Children with infantile spasms may show extensive hypometabolism, usually in posterior brain regions (19). These abnormalities often correspond to MRI abnormalities and may identify areas of dysgenesis not readily apparent with older MRI techniques. However, some children with a generalized EEG and normal MRI exhibit regional metabolic abnormalities (53). PET has been used in these cases to remove the epileptogenic zone in children with catastrophic epilepsy. In some children, however, the metabolic abnormalities seen at onset of infantile spasms may resolve with time and thus may represent a functional state that is potentially reversible with successful medical therapy (54). In children with Rasmussen encephalitis and hemimegalencephaly, widespread hemispheric hypometabolism is typically seen. PET has been advocated in some circumstances to assess the integrity of the good hemisphere before extensive cortical resection (19,55).
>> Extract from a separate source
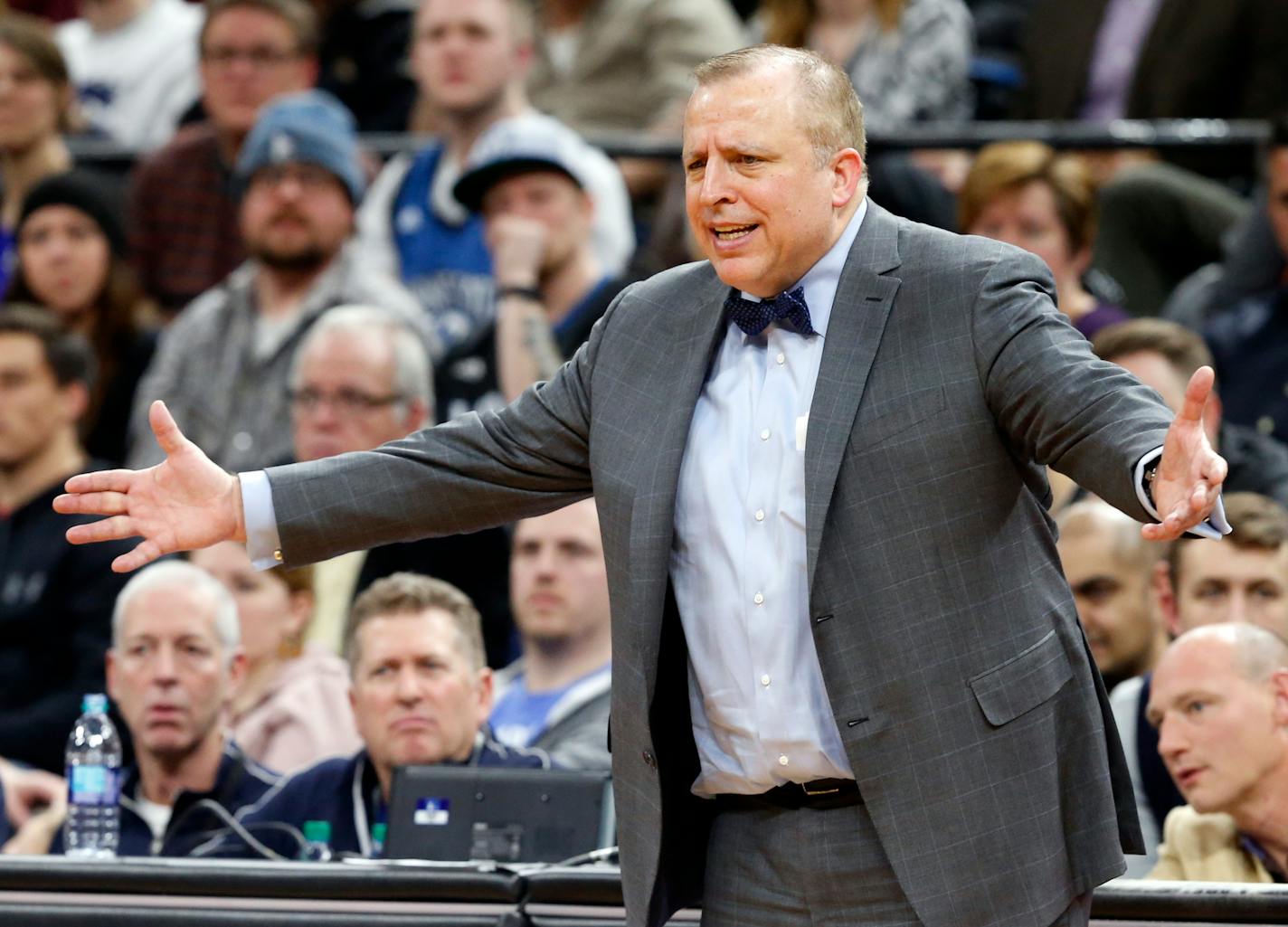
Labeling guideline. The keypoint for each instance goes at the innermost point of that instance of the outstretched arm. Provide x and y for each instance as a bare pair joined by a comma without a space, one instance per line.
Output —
183,502
1188,480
In tuberous sclerosis, tubers are often hypometabolic, whereas there is some evidence that the more epileptogenic tubers have increased serotonin or kynurenic acid synthesis, reflected by increased [11C]AMT uptake (56). [11C]AMT uptake is also increased in focal cortical dysplasia; MRI (especially in children <2 years) and [18F]FDG-PET may be normal (Fig. 75.4) (39,56).
Figure 75.4. MRI (FLAIR) (upper row) and [11C] AMT-PET (bottom row) and coregistered images (middle row) in a 2-year-old child with tuberous sclerosis. [11C] AMT-PET shows markedly increased ligand uptake in epileptogenic parietal tuber (arrow) that is hypometabolic with [18F]FDG-PET (not shown). (Courtesy of Dr. Harry Chugani, Detroit Children’s Hospital.)